A onda de solidariedade que fez com que esquecessem rivalidades

O estado de saúde de Alfredo Quintana gerou uma onda de solidariedade e de apoio entre a comunidade desportiva, em particular do andebol, tendo as equipas do Sporting e Benfica envergado camisolas nos últimos jogos com o nome do luso-cubano. O FC Porto e Sérgio Conceição começaram por lhe dedicar a vitória frente ao Marítimo, por 2-1, em jogo da 20.ª jornada da I Liga.

“Queria mandar um abraço à família do Quintana. Dizer que todos somos poucos para rezar por ele e pedir a Deus que tudo corra pelo melhor. Um abraço para a família dele”, disse o treinador da equipa de futebol do FC Porto, à Sport TV, após a vitória na Madeira sobre o Marítimo por 2-1.

Também num treino o plantel azul e branco voltou a prestar uma homenagem ao guardião durante a sessão de treino no Olival. Nas redes sociais, o FC Porto publicou na quarta-feira uma fotografia da equipa principal com uma camisola do guarda-redes de andebol e na legenda podia ler-se “Juntos pela família de Quintana”.

É nos momentos de aperto e de dor que se esquecem as rivalidades. E o desporto em Portugal uniu-se em torno da esperança.

Na terça-feira, as equipa de andebol do Benfica e Sporting entraram em campo com o nome de Quintana na camisola.

Os ‘encarnados’, que defrontaram na Póvoa, entraram em campo com o nome de Quintana nas costas das camisolas de todos os jogadores da equipa. O Benfica tinha ainda uma camisola com uma mensagem de apoio ao guarda-redes do FC Porto: “Todos a torcer por ti. Força Quintana!”.

Já os ‘leões’, que defrontaram os suecos do Kristianstad, em jogo da Liga Europeia, também entraram em campo com camisolas brancas com o nome de Quintana e o número um.

As origens e a carreira de Quintana

Nasceu em Havana, em Cuba e haveria de aterrar em Portugal em 2010 para representar o FC Porto. Há já 11 temporadas que envergava as cores dos azuis e brancos. Os convites para jogar no estrangeiro surgiam todos os anos, mas o amor aos dragões e a Portugal fizeram com que  resistisse à tentação dos grandes campeonatos. Findo o processo de naturalização, Quintana passou também a representar a seleção nacional em 2014, tendo marcado presença recentemente no Europeu de 2020 e no Campeonato do Mundo. Foi sempre um um dos jogadores indiscutíveis do selecionador Paulo Jorge Pereira, tendo ajudado a levar a equipa de Portugal ao sexto lugar do Europeu de 2020 e ao 10.º lugar do Mundial de 2021. Recebeu o Dragão de Ouro de Atleta de Alta Competição e somou 72 jogos pela seleção das quinas. Constituiu família no país e tem uma filha de 1 ano, Alícia.

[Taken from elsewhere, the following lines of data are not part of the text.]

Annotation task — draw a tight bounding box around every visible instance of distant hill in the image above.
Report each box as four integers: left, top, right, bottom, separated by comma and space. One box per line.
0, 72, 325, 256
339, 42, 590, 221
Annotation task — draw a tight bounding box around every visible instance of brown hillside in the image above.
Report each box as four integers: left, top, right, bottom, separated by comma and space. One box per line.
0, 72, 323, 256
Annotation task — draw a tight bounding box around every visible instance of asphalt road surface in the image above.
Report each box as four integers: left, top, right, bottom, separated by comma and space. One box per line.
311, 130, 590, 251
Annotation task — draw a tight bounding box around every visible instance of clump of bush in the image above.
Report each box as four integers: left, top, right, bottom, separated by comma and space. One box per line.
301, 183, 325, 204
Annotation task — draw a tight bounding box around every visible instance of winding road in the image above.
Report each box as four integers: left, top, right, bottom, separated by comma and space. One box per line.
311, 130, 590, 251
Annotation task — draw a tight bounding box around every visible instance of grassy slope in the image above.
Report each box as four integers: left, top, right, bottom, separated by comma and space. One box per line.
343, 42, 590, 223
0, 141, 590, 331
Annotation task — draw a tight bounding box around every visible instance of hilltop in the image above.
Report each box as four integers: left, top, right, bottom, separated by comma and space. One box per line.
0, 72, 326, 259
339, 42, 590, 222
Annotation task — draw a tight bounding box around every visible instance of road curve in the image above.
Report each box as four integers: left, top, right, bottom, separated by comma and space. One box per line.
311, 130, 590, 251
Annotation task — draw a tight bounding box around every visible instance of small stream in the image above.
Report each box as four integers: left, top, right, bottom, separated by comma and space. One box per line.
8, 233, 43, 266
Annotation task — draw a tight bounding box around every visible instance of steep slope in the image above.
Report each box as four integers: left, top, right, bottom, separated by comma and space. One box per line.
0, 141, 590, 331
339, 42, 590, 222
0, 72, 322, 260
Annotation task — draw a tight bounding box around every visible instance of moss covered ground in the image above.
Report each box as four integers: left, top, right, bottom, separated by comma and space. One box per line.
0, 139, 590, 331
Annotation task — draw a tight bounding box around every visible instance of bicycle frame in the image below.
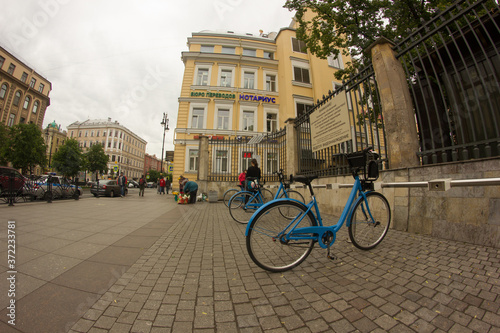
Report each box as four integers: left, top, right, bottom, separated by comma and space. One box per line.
245, 175, 373, 249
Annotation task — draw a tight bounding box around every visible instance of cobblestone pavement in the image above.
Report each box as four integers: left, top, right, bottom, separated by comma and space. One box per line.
67, 203, 500, 333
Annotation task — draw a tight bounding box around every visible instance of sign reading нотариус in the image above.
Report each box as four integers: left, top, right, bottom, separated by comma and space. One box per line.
310, 91, 352, 152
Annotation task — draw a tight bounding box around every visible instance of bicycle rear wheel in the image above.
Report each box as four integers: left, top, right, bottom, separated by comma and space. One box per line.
229, 191, 262, 223
222, 188, 241, 207
246, 201, 317, 272
348, 192, 391, 250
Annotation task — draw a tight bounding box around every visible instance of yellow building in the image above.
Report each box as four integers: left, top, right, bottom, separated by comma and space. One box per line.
68, 118, 147, 179
174, 21, 347, 179
0, 47, 52, 129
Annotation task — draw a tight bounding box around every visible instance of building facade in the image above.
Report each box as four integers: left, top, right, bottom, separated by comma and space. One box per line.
68, 118, 147, 179
0, 46, 52, 129
174, 17, 348, 179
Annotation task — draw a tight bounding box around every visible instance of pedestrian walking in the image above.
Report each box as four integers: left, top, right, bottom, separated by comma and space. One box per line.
139, 175, 146, 196
184, 181, 198, 204
116, 172, 127, 197
159, 176, 166, 195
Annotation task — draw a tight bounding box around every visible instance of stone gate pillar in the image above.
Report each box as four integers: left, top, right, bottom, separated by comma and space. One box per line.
368, 37, 419, 169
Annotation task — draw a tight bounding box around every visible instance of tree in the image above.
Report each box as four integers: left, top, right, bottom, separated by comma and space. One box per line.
52, 139, 85, 177
85, 144, 109, 179
284, 0, 454, 80
4, 124, 47, 174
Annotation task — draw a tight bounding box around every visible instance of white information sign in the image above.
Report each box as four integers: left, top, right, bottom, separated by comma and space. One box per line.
311, 91, 351, 152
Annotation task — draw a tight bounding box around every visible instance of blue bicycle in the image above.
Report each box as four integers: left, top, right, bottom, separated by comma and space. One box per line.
228, 170, 305, 223
245, 147, 391, 272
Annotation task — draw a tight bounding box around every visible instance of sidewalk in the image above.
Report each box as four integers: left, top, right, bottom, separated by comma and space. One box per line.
0, 191, 500, 332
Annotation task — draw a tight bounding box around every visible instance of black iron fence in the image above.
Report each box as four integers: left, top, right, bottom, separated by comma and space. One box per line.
394, 0, 500, 164
208, 129, 286, 182
296, 0, 500, 176
295, 66, 388, 177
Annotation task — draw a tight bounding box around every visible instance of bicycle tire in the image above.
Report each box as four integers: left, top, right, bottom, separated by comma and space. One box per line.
222, 188, 241, 207
348, 192, 391, 250
246, 201, 317, 272
229, 191, 262, 224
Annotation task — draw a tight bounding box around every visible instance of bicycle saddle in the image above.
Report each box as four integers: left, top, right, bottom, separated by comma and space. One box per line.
293, 175, 318, 185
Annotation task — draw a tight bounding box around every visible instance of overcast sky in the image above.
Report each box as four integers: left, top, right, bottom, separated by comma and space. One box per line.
0, 0, 293, 157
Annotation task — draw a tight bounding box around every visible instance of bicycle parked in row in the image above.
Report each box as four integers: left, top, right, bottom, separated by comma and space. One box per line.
228, 170, 305, 223
245, 147, 391, 272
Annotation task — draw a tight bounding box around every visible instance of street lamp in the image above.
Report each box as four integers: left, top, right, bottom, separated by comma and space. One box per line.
160, 112, 168, 175
45, 125, 54, 171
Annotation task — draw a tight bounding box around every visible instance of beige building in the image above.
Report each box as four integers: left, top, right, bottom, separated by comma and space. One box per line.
174, 17, 349, 179
68, 118, 147, 179
0, 46, 52, 129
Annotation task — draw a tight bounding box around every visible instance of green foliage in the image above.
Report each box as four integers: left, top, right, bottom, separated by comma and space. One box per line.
52, 139, 85, 177
284, 0, 454, 80
1, 124, 47, 174
85, 144, 109, 173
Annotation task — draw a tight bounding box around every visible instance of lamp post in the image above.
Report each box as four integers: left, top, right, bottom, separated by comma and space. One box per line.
160, 112, 169, 175
45, 126, 54, 171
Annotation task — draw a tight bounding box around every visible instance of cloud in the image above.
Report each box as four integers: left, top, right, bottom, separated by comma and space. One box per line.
0, 0, 292, 156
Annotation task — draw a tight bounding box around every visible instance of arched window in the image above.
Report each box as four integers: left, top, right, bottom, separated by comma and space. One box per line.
33, 101, 40, 113
12, 91, 21, 106
0, 83, 8, 99
23, 96, 31, 110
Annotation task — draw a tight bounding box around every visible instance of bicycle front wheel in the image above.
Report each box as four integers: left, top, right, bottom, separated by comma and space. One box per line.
229, 191, 262, 223
222, 188, 241, 207
348, 192, 391, 250
246, 201, 317, 272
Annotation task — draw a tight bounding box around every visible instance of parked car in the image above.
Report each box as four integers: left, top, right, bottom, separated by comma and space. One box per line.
128, 179, 139, 187
0, 166, 26, 202
90, 180, 128, 197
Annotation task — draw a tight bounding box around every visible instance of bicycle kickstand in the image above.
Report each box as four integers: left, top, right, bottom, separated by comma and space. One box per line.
326, 246, 337, 260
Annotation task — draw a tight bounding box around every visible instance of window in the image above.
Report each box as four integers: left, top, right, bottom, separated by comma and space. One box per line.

De trato afável e sorriso fácil, estava completamente adaptado à cidade do Porto onde vivia, tendo-se mudado para Vila Nova de Gaia aquando do nascimento da filha. Apesar das origens cubanas fazia questões de se fazer ouvir num português de ótima pronúncia. Tinha contrato até 2023, percurso que é agora interrompido pela fatalidade do destino.

Paralelismos com a situação de Casillas

Também no FC Porto e bem recentemente Iker Casillas sofreu uma enfarte do miocárdio e foi hospitalizado. Apesar da situação ter sido considerada grave, o guardião recuperou mas acabou por ter que pendurar as luvas aos 37 anos encerrando assim uma carreira coroada de títulos.